Ideally, cell-share should have a model of timing, take in an argument for the target frequency, and use those in conjunction to make better decisions about sharing. Obviously the hard part of this is the timing model, so I'm wondering if there's some stop gap for now where we just have some heuristic based on how many operations are chained together and assign some values to come up with a chain length. We can then set a cutoff to prevent sharing for chains above a certain length. This length with also need to take into account the size of the operators in the path, as a 4 bit adder will have less propagation delay than a 32 bit adder.

If anyone is interested in taking this on, I can provide some examples where this is an issue. For now, turning off sharing doesn't hurt our resource utilization that much (as most of our designs are highly pipelined), so this isn't really on the critical path for AMC but I thought it would still be good to write this issue down somewhere.

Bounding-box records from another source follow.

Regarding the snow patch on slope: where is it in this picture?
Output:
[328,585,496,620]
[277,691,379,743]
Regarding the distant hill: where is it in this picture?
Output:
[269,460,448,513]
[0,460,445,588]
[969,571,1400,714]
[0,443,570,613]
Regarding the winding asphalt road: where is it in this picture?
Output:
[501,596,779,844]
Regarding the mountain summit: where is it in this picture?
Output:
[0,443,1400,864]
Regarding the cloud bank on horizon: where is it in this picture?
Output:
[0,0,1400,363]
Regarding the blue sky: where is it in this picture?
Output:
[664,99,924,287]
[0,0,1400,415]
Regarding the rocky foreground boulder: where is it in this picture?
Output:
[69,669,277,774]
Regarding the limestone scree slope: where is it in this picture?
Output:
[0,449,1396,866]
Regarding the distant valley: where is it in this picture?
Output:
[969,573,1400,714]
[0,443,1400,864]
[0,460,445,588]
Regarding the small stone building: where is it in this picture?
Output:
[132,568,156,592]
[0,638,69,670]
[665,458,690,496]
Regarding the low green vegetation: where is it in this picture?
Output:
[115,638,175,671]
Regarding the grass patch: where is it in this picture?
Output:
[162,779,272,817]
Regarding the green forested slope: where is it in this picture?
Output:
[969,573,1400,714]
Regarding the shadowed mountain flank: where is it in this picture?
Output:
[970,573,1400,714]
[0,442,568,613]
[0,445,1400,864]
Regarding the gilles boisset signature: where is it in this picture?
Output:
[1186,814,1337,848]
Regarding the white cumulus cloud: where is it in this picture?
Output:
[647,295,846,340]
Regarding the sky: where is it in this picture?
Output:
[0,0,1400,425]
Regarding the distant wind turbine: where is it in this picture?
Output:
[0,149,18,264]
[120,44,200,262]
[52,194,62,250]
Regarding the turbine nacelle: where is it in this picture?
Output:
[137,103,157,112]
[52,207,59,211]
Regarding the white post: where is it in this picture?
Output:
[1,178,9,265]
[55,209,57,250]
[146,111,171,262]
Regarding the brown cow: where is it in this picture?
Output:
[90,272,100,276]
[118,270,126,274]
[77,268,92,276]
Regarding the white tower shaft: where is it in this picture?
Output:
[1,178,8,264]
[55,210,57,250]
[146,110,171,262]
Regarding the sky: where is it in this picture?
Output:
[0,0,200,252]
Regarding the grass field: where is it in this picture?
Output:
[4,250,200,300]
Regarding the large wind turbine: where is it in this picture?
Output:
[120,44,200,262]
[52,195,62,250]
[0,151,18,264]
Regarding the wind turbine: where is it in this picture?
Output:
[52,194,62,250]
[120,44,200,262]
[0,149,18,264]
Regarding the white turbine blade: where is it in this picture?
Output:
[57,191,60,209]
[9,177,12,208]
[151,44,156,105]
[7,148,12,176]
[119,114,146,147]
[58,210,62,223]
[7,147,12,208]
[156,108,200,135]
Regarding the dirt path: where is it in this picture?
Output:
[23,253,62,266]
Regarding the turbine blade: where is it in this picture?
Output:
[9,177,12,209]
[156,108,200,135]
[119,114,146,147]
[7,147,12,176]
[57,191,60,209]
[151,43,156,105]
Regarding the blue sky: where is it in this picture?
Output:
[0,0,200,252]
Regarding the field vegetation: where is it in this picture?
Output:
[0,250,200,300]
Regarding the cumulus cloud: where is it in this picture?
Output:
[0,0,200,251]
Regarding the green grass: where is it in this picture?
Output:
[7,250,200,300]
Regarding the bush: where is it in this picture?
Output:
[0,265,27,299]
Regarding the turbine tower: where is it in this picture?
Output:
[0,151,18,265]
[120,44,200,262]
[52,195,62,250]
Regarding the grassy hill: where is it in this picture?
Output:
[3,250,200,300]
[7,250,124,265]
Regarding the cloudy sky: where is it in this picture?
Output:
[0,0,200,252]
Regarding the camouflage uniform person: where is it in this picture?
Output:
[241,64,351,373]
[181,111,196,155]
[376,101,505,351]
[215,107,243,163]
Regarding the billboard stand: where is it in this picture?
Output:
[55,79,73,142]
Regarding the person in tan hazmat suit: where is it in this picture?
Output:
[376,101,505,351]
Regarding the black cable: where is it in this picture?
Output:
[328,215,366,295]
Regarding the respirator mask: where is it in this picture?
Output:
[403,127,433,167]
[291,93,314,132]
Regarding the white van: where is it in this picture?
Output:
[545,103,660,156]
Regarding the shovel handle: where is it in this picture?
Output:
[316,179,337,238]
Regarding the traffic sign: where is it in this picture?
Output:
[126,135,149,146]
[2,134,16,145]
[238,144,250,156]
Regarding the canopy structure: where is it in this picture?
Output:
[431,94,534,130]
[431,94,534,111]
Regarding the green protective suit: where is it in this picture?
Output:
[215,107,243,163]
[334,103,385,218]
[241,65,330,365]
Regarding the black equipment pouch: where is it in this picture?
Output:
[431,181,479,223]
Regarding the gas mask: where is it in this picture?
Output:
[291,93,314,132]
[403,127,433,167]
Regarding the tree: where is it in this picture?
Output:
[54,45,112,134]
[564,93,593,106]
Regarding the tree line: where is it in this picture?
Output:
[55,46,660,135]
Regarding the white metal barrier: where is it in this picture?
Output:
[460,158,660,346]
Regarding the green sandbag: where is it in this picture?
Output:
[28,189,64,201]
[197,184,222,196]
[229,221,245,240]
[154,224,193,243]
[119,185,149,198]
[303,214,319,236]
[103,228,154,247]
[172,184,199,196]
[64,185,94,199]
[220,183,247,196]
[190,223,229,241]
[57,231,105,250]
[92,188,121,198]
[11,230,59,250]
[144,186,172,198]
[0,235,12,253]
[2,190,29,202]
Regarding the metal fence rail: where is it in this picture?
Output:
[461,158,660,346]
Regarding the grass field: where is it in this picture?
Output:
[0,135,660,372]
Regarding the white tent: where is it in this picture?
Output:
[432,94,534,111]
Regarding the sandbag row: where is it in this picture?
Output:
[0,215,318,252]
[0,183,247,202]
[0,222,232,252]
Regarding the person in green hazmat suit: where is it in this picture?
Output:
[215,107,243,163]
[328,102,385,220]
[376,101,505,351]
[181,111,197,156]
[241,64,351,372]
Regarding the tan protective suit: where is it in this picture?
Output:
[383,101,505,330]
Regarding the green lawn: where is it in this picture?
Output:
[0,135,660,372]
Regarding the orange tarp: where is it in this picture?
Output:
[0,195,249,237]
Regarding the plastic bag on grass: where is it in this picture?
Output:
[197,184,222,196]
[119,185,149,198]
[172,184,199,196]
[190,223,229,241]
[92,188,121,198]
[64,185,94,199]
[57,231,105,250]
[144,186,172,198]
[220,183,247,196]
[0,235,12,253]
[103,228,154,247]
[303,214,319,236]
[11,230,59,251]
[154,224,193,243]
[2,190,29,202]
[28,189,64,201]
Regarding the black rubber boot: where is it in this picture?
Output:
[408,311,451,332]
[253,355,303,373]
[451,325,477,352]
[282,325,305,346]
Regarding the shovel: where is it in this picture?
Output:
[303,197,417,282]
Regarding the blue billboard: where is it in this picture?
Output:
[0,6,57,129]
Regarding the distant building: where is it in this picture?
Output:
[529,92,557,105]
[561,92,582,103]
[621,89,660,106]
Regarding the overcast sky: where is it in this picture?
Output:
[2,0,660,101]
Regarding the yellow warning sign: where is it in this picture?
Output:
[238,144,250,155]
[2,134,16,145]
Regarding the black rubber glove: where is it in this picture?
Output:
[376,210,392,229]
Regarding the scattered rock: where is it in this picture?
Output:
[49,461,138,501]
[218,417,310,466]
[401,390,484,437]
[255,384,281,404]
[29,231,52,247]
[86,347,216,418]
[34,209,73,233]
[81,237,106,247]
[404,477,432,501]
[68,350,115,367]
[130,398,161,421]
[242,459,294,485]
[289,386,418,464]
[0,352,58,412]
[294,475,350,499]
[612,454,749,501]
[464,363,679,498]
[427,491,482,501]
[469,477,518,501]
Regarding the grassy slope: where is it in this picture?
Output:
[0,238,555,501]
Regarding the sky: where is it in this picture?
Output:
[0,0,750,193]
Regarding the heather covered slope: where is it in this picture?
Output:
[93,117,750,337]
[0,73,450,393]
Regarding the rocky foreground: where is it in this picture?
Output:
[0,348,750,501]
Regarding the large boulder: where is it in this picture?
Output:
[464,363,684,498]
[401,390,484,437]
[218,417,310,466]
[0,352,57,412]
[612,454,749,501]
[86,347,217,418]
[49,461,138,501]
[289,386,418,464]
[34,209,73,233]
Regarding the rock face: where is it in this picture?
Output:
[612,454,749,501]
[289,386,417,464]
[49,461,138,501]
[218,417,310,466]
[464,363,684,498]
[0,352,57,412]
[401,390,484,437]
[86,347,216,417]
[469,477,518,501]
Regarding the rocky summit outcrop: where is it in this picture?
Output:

calebmkim commented 3 weeks ago

Right now, there is a very basic hueristic you can use using the syntax: -x cell-share:bounds=x,y,z. x denotes the number of times you can share a given combinational cell (e.g., adders, subtracters, etc.), y for registers, and z for all other cells. So if you do -x cell-share:bounds=1,4,-1, it means you can't share any combinational cells, each register can be shared at most four times, and all other cells are shared as much as possible.

But, as you point out, this heuristic doesn't look at the data path/chains of the cells that are being shared, which is what is important for critical path.

I think I could take this on, but maybe in a couple weeks-- there's a bunch of other optimization related stuff I'm also working on rn. (And it seems like this isn't super urgent for you currently).